Eğitim açısından anlamlı olan şöyle bir hikâye anlatılır:
Bir padişah oğlunu hüner sahibi bir topluluğa teslim etmiş; onlar da bu çok aptal olan çocuğa yıldız bilgisi, fal bilgisi ve daha başka bilgileri de öğretmişler ve padişaha teslim etmişler. Padişah da, oğlunu imtihan etmek maksadıyla yüzüğünü avucuna saklamış ve çocuğa “Söyle bakalım, avucumda ne var?” diye sormuş. Çocuk, “Avucundaki yuvarlak, sarı ve içi boş bir şeydir”, demiş. Padişah, “Özelliklerini doğru verdin, o halde ne olduğunu da söyle” deyince, çocuk “Kalbur olması gerekir” demiş. Padişah hayretler içinde kalarak şöyle demiş: “Aklı şaşkınlığa düşüren bu kadar özellikleri, gördüğün öğrenim ve kazandığın bilgi sayesinde bildin; fakat kalburun avuca sığmayacağını nasıl düşünemedin?” (Fîhi Mâfih. s.28.)

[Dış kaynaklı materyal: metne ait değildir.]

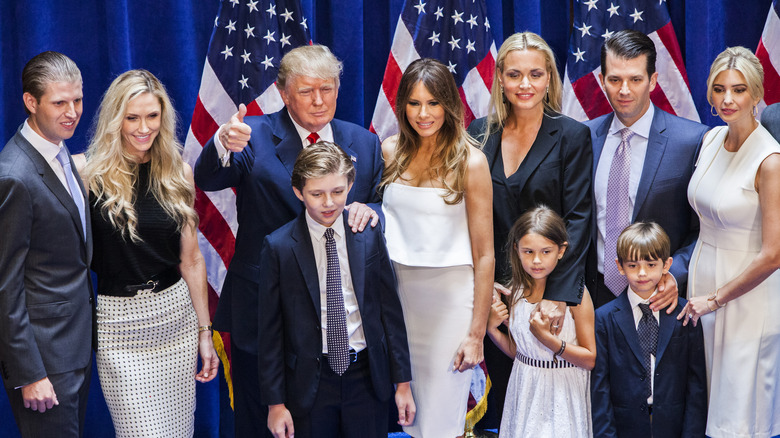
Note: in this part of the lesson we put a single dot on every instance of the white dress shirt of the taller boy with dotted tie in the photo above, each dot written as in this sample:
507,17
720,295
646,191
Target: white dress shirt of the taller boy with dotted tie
357,340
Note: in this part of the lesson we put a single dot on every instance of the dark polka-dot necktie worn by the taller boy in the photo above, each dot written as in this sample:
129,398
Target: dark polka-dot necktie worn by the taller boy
338,341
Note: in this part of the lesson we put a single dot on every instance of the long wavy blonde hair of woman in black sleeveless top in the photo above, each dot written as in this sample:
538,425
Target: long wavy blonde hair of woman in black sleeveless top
112,172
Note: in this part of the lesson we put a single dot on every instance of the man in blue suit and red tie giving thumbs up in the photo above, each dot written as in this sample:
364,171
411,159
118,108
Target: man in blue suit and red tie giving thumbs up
256,156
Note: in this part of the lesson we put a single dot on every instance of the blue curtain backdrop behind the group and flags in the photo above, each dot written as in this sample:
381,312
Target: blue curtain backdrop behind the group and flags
170,38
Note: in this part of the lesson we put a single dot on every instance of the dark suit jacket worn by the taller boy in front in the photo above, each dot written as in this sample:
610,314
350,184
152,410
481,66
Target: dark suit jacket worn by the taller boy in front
290,335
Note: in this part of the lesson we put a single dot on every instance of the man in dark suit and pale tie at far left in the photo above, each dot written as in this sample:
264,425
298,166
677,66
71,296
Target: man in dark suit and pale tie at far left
46,304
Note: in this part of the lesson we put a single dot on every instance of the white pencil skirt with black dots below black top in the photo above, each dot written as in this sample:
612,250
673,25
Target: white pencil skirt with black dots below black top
146,359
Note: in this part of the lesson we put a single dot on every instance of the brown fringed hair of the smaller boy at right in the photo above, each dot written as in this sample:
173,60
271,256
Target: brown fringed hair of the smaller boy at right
643,241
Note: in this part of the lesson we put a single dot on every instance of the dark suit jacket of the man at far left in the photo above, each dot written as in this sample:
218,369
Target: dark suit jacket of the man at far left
46,302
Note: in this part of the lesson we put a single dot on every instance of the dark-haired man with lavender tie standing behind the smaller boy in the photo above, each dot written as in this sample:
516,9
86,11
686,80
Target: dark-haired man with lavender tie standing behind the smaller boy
663,151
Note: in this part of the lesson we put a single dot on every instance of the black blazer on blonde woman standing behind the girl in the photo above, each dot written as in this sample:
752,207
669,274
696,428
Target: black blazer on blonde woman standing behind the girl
555,173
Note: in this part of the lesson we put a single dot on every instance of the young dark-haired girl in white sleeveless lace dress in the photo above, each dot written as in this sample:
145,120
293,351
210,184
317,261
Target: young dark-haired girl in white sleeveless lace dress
549,390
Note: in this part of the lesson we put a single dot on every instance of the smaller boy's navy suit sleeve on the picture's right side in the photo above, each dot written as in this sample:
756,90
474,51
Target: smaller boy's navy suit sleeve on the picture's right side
695,419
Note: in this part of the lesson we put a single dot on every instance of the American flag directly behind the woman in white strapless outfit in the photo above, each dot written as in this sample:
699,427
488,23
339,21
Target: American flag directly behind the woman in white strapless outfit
455,32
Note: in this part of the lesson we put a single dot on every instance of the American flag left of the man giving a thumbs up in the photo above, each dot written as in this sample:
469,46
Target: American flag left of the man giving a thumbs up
249,39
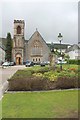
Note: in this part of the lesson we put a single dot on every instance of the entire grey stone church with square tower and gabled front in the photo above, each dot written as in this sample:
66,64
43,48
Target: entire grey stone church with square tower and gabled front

Bu, bütün çağlardaki eğitim olgusu bakımından son derece anlamlı bir hikâyedir. Eğitim sistemlerinin yetiştirdiği bireyler çeşitli konuları ele alarak ve “kılı kırk yararak” incelemekte, en ince ayrıntılarına kadar da bilmektedirler. Ancak kendilerine her şeyden daha yakın ve daha önemli olan kendi özü üzerinde, kendi anlamı üzerinde düşünememekte ve esas bilmesi gerekeni bilememektedir.
Yine eğitim ile ilgili güzel bir hikaye şöyle anlatılır;
Dudu kuşuna söz belletmeye çalışırken karşısına bir ayna konulur, aynanın arkasına öğretici kimse geçer ve güzel bir dille dudu kuşuna konuşmaya başlar. Kuş, bu yavaş yavaş, hafifçe söylenen sözleri, karşısındaki aynaya akseden dudu kuşu söylüyor sanır; görünüşte kendi cinsinin söylediği bu sözleri tekrar etmeye başlar. Usta, ayna arkasından söz öğretir, o, kendi cinsinden öğreniyorum sanır. “O hünerli kuş, söz söylemeyi öğrenir ama, anlamından da haberi yoktur, sırrından da. Bir bir söz söylemeyi insandan öğrenir; fakat duducuk, bundan başka insandan ne elde edebilir ki?”
İnsanların eğitimi de buna benzer. İnsanlar birçok şeyi kendi cinslerinden öğrenirler, fakat aynanın gerisinde yüce Allah’ın tüm aklı ve güçlü iradesi vardır, Taklitle öğrenme, hayvanların bile yapabilecekleri bir şeydir. Allah’ın verdiği akılı kullanan insan, hiçbir konuda ve hiçbir noktada taklit bilgi seviyesinde kalmamalı, görünüşlerin arkasını düşünmeli, her şeyin esas var oluş amaçlarına, iç anlamlarına ulaşmalıdır.
Kaynakça
Mevlana. (10.Baskı/2010). Mesnevi(Türkçesi: A. Karaismailoğlu) Tam Metin. Ankara: Akçağ Yayınları.
Topçu, N. (1998). Mevlana ve Tasavvuf. İstanbul: Dergah Yayınları.